Homebuilder ETFs may be poised for a drop after storming ahead of the S&P 500 over the past year. Options traders are taking a cautious stance on the sector, pending home sales are down and the builder ETFs are facing key resistance levels that could derail the rally.

Despite the slight drop in pending home sales last month, homebuilder ETFs rebounded somewhat Thursday following a three-day slide from multiyear highs. Pending home sales are seen as one leading indicator for the housing market. [Builder ETF Highest Since 2007]

The National Association of Realtors said its Pending Home Sales Index for contracts signed in August declined 2.6% to 99.2, but it remained 10.7% higher year-over-year, Reuters reports. The reading in July was 101.9, the highest since April 2010.

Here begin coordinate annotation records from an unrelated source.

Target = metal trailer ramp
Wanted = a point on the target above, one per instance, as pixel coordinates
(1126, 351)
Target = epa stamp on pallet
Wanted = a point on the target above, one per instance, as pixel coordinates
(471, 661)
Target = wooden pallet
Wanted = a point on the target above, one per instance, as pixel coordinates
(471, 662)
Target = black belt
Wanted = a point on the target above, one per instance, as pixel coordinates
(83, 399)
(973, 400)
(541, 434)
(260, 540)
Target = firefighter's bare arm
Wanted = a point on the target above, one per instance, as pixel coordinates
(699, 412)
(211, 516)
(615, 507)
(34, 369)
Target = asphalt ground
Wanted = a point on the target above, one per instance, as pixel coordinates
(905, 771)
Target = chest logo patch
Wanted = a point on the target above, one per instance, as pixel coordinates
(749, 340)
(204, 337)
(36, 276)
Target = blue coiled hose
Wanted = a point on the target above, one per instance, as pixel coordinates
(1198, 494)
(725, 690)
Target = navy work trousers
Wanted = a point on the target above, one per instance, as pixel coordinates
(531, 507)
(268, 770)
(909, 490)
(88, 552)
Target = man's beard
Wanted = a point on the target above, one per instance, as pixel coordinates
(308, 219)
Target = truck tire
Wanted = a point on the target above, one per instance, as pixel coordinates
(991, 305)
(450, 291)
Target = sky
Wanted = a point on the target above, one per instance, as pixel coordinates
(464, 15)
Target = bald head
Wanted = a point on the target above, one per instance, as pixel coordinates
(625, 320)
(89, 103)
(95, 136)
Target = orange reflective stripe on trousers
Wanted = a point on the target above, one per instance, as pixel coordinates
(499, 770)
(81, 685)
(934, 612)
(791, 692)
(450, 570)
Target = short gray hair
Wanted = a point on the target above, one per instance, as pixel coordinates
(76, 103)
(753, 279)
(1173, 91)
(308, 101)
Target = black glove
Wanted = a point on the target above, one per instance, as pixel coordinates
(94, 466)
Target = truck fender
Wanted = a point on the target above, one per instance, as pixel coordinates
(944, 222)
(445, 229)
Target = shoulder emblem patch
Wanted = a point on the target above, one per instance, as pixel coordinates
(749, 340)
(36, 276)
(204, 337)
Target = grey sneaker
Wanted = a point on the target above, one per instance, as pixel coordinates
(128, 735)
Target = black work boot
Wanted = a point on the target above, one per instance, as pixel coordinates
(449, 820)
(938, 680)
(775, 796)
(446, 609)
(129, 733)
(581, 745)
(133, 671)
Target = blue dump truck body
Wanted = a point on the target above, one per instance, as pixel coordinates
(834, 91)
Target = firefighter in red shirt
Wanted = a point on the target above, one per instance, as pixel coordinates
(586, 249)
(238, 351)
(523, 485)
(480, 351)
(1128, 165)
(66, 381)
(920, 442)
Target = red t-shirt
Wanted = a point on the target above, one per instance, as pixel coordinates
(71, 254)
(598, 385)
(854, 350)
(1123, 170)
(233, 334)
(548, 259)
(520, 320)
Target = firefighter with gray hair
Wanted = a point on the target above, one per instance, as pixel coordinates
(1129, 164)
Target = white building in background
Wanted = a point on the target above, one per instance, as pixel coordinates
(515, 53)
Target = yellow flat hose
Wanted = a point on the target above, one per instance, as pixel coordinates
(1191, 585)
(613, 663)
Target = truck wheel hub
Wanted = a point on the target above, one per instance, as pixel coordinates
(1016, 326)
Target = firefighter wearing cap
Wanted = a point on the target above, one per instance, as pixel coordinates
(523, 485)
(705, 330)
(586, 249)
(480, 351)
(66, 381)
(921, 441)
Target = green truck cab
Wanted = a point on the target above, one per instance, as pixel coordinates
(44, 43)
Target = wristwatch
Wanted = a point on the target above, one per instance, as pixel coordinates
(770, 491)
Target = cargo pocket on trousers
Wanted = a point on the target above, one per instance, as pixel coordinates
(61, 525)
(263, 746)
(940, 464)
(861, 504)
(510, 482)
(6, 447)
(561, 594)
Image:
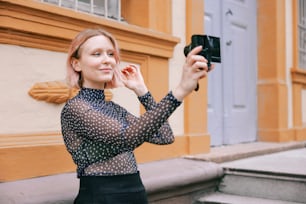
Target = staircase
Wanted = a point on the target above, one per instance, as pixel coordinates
(271, 179)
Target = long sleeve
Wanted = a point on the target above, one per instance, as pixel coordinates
(164, 134)
(97, 130)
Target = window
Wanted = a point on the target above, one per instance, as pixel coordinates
(302, 33)
(107, 8)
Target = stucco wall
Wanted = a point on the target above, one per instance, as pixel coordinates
(176, 63)
(289, 60)
(21, 68)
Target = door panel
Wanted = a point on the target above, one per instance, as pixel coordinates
(215, 96)
(237, 112)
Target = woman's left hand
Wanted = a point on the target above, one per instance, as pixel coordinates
(133, 79)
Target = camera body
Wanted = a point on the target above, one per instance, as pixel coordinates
(210, 47)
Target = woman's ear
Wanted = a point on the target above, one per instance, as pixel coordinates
(76, 64)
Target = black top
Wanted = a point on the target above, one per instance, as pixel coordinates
(101, 135)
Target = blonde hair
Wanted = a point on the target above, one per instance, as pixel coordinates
(74, 78)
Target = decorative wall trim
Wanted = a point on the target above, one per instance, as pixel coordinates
(53, 28)
(30, 139)
(57, 92)
(298, 76)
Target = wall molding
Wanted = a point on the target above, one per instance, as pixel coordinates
(45, 26)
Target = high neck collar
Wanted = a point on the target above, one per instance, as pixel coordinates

“The performance in month-to-month contract signings has been uneven with ongoing shortages of lower priced inventory in much of the country,” the association’s chief economist, Lawrence Yun, said in the article.

Nevertheless, Yun expects overall home sales to be higher in 2012, compared to last year, with a 9% rise to 4.64 million units, reports Diana Olick for CNBC.

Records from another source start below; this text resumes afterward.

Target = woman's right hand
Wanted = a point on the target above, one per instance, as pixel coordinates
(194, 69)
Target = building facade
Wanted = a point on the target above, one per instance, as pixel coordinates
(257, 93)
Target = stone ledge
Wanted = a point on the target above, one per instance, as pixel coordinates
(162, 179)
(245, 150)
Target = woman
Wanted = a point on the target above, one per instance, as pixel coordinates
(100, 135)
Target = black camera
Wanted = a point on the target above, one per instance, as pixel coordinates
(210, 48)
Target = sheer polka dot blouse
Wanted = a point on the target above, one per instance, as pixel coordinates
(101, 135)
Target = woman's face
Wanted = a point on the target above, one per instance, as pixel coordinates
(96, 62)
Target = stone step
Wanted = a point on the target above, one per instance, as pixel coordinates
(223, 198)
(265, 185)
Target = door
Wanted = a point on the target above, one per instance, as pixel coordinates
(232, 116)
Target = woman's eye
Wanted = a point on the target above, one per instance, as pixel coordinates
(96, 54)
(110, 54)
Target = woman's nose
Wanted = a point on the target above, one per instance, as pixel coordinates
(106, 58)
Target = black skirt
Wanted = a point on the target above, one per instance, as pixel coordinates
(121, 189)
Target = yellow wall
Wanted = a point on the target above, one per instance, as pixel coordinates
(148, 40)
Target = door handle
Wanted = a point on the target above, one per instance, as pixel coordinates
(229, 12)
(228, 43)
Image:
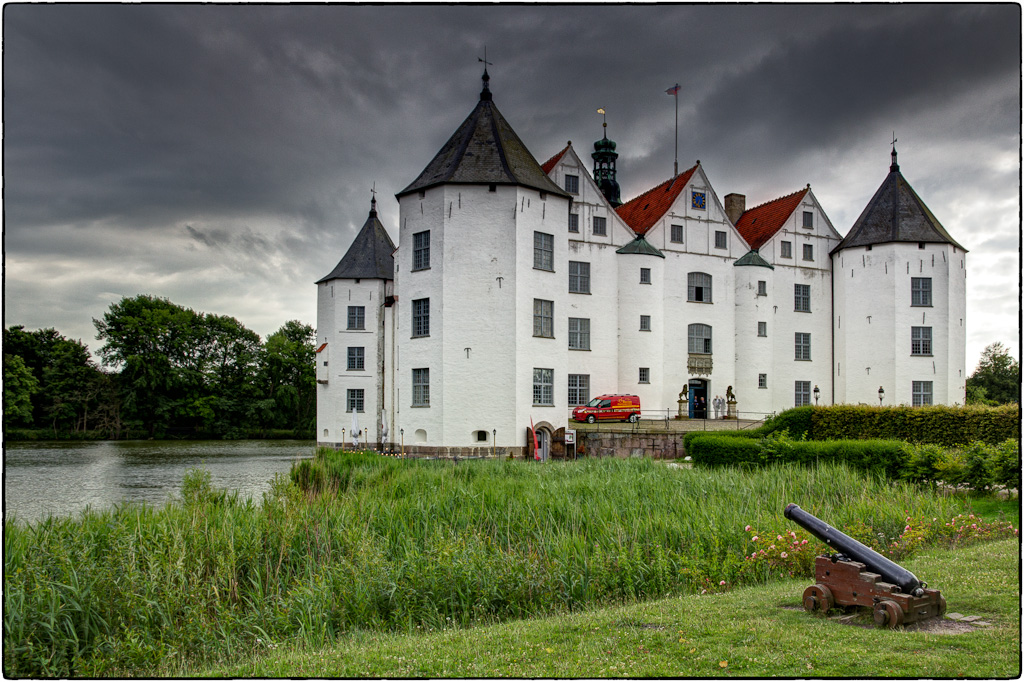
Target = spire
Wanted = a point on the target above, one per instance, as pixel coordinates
(485, 92)
(604, 165)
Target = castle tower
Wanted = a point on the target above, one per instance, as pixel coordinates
(604, 167)
(480, 279)
(353, 316)
(899, 285)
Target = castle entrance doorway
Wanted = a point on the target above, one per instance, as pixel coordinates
(698, 398)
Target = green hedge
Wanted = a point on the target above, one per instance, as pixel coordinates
(940, 424)
(882, 456)
(978, 466)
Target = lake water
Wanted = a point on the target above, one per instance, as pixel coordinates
(62, 478)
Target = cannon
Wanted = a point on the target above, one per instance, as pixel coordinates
(857, 576)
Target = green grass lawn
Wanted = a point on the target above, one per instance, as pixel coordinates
(750, 632)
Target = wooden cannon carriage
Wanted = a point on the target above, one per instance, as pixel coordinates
(857, 576)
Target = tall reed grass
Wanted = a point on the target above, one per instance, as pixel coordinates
(365, 542)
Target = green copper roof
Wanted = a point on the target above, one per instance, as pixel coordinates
(752, 257)
(641, 246)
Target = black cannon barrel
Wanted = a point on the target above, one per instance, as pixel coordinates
(844, 544)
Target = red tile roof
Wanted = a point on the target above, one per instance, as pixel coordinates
(550, 163)
(641, 213)
(759, 223)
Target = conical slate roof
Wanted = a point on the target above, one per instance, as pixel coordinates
(484, 151)
(753, 257)
(641, 246)
(371, 256)
(895, 214)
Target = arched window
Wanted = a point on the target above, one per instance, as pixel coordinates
(698, 287)
(699, 338)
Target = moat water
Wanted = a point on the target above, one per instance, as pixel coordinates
(62, 478)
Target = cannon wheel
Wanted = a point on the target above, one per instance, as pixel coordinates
(818, 598)
(888, 614)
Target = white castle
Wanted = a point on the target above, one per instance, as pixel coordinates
(519, 290)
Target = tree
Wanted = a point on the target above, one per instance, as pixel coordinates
(288, 378)
(18, 387)
(997, 377)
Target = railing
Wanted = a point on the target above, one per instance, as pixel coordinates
(666, 420)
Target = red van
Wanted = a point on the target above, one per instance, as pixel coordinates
(621, 407)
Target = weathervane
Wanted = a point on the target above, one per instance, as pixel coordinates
(485, 94)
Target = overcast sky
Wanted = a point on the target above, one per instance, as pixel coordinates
(221, 157)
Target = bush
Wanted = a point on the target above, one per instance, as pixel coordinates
(880, 456)
(939, 424)
(979, 466)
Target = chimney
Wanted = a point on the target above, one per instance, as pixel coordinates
(734, 206)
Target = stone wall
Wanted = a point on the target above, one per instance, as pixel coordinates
(656, 445)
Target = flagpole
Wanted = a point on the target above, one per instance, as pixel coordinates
(675, 165)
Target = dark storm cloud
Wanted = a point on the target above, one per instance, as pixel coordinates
(222, 156)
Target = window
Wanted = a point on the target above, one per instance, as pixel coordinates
(698, 338)
(421, 316)
(544, 251)
(921, 291)
(922, 393)
(802, 298)
(579, 389)
(356, 316)
(421, 388)
(802, 345)
(354, 401)
(544, 381)
(579, 278)
(580, 333)
(544, 313)
(698, 287)
(802, 393)
(421, 251)
(921, 340)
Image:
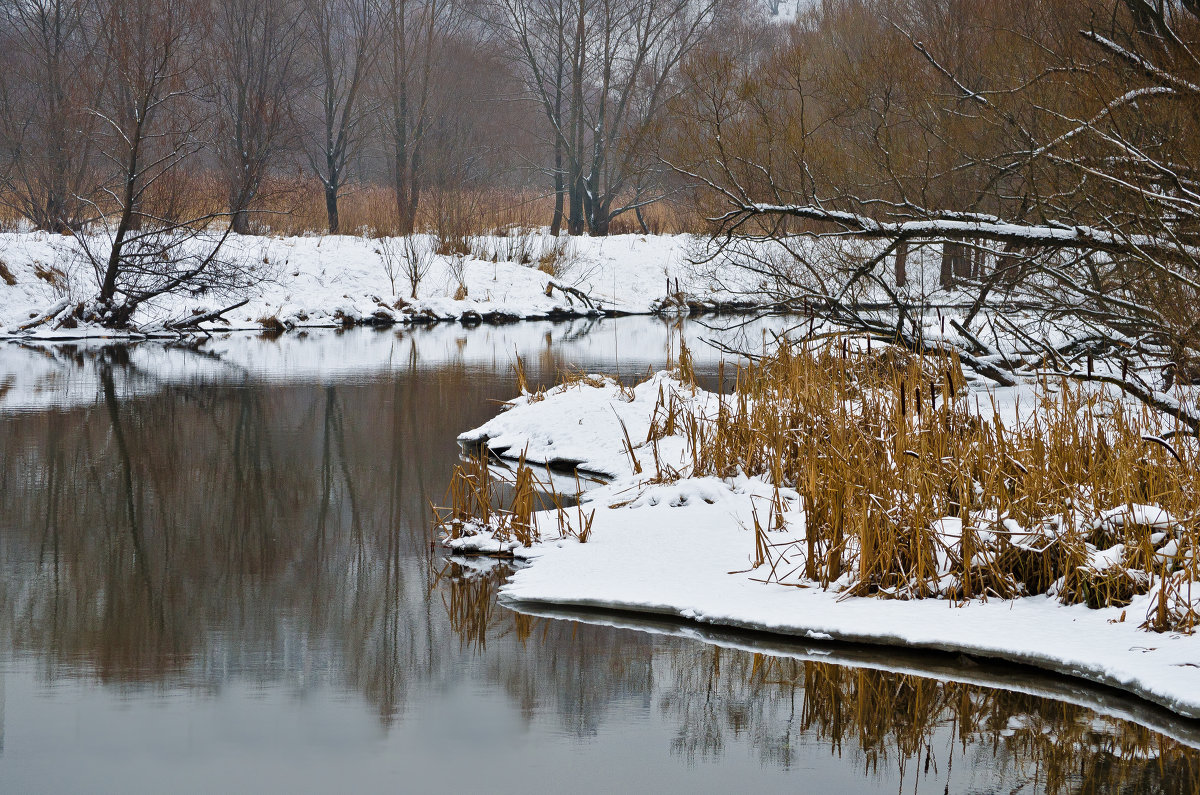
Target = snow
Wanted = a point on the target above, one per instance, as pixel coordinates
(319, 280)
(684, 548)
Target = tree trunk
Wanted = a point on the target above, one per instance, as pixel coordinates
(331, 207)
(556, 225)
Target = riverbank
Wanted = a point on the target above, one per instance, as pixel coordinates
(1066, 592)
(343, 280)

“Fixed mortgage rates continued to decline this week, largely due to the Federal Reserve’s purchases of mortgage securities, and should support an already improving housing market,” Frank Nothaft, vice president and chief economist, Freddie Mac, said in an NBC article.

As a result of the Fed’s quantitative easing measures, the 30-year loan rate dropped to a record low 3.40% and the 15-year fixed mortgage rate dipped to 2.73%.

Other housing analysts, though, caution that the housing recovery is being fueled by cash-flush investors and sales could drop in the end of the year due to bank delays and loan modifications.